Wenn er es jedoch recht überlegte, war Perrys Stieftochter vor zweieinhalb Jahren siebzehn Jahre alt gewesen. Das hieß, sie war nun in ihrem zwanzigsten Lebensjahr, nicht in ihrem achtzehnten!
Umstände, die außerhalb seines Einflusses lagen, hatten dazu geführt, dass er Perrys Gattin Celia nie kennengelernt hatte, ganz zu schweigen von ihrer Tochter Amelia.
Perry hatte ihn natürlich von seiner Hochzeit in Kenntnis gesetzt, ihm versichert, dass er glücklich war und welch große Freude es ihm bereitete, Stiefvater eines solch wunderbaren Kindes wie Amelia zu sein.
Gray hatte weder Zeit noch Gelegenheit gehabt, die junge Familie in Bedfordshire zu besuchen, da traf auch schon ein zweiter Brief seines Bruders ein. Perry berichtete ihm darin, dass er am Boden zerstört sei, weil seine Gattin unverhofft an Influenza erkrankt und verstorben sein. Kurz darauf wurde Perry nach Waterloo abberufen.

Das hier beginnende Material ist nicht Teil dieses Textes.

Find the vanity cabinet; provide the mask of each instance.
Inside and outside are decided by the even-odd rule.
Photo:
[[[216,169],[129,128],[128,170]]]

Als ihn nur wenige Wochen später die Nachricht ereilte, dass sein Bruder bei dieser letzten blutigen Schlacht gefallen war, hatte er nicht im Mindesten den Wunsch verspürt, seinem geerbten Anwesen einen Besuch abzustatten. Er wollte den Ort, der ihm den Verlust seines Bruders am deutlichsten vermitteln würde, weder sehen noch dort verweilen.
Aus diesem Grund hatte er die finanziellen Angelegenheiten und die Verwaltung des Anwesens in die Hände seines Anwaltes gelegt und sich ausschließlich auf seine Verpflichtungen in London konzentriert. Mit den Angelegenheiten von Steadley Manor befasste er sich lediglich bei den beiden jährlichen Treffen, auf denen Worthington bestand, um ihn über die Situation auf dem Anwesen zu informieren.
Wie Gray nun mit Unbehagen feststellte, hatte er sich während all dieser Zeit nie Gedanken darüber gemacht, wie Amelia den plötzlichen Tod ihrer Mutter und den kurz darauf folgenden Tod ihres Stiefvaters verkraftet hatte. Und es war ihm auch nie in den Sinn gekommen, welch einsames Leben sie in den vergangenen Jahren geführt haben musste, so abgeschieden im ländlichen Bedfordshire.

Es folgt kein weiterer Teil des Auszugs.